Film-maker Janicza Bravo and co-writer Jeremy O Harris have now used those same tweets to create their own whirlwind of a film. Bold and intricate in its construction, it possesses the same consciously offhand manner of someone typing in 140-character chunks. Its soundtrack not only consists of Mica Levi’s haunting melodies, but also a Greek chorus of chirping Twitter notifications. The film instantly shakes off the story’s grip on reality by playing around with the names – Zola is only ever Zola (Taylour Paige), Jessica is now Stefani (Riley Keough). Her roommate who turns out to be much more than a roommate is no longer Z, but X (Colman Domingo), while her boyfriend Jarrett becomes Derrek (Succession’s Nicholas Braun).
Bravo seems well-versed in the new, bifurcated state of being brought on by social media – one where life isn’t just something to be experienced, but to be simultaneously observed so that it can later be regurgitated for a hungry, ever-present audience. Zola will direct punchlines into the camera (“They start f***ing. It was gross”) like an arrow meeting its bullseye. She’ll languidly admire herself in a wall of mirrors, asking herself, “Who you gonna be tonight, Zola?”
But the other Zola – the more truthful, vulnerable one – is occasionally glimpsed in the corner of a frame, her arms spread across her body as a shield. At one point, she seems to completely disassociate, the screen replaced with rainbow-hued electric sparks, after things reach the point of simply becoming too “real”. These challenges to Zola’s otherwise carefully manicured artifice simply wouldn’t work without the microscopic precision of Paige’s performance, where monologues are spoken through the arch of an eyebrow or a single, toneless response of “word”.

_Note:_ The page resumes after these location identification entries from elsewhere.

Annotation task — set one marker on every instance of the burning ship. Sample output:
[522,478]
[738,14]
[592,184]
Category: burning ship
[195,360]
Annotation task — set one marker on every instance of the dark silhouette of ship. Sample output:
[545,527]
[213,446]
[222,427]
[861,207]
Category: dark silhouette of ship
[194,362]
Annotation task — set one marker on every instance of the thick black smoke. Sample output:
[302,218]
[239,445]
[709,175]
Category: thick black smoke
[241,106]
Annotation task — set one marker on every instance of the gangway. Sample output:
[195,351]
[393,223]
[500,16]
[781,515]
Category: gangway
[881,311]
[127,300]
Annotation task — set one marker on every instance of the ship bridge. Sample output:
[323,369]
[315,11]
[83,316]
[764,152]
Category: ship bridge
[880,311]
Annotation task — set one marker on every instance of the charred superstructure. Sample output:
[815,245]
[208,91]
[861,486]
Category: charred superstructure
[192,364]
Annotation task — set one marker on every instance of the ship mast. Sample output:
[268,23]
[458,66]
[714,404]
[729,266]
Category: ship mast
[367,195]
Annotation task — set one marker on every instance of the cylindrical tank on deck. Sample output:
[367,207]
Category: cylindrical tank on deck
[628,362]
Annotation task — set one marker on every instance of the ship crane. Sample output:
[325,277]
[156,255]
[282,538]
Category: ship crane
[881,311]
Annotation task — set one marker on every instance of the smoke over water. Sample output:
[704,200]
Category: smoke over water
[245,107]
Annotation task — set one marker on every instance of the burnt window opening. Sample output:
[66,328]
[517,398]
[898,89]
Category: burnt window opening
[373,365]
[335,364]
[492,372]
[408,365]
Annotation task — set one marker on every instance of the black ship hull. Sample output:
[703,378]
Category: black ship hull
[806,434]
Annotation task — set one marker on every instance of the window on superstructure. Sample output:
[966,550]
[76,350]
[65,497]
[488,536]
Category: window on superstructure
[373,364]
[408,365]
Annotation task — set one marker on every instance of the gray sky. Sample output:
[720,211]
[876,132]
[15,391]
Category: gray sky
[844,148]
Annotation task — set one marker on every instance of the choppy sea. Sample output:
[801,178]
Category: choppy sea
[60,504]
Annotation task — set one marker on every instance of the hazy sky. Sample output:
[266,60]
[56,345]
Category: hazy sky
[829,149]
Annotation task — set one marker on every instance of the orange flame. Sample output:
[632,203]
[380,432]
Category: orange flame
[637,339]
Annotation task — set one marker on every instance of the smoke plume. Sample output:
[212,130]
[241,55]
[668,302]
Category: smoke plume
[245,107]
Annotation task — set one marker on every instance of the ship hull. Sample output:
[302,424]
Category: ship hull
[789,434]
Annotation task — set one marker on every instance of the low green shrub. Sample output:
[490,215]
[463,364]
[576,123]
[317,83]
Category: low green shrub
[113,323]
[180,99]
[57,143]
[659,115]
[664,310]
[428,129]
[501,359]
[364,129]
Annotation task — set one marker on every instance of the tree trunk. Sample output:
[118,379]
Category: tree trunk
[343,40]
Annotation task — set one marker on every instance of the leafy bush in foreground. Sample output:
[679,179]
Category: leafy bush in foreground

Keough’s turn, meanwhile, is a feat of both bravado and care – there’s a laudable shrewdness in how she’s reinvested her status as Elvis’s granddaughter into such a fascinating portrait of blithe white privilege as Stefani, just as she did in 2017’s American Honey. Domingo brings both charm and terror; Braun is the ideal wet noodle. All of these characters feel both unbelievable and unnervingly recognisable, even as they act out against a backdrop of penis montages and singalongs to Migos’s “Hannah Montana”. But, as Zola argues, that’s where all the best stories lie.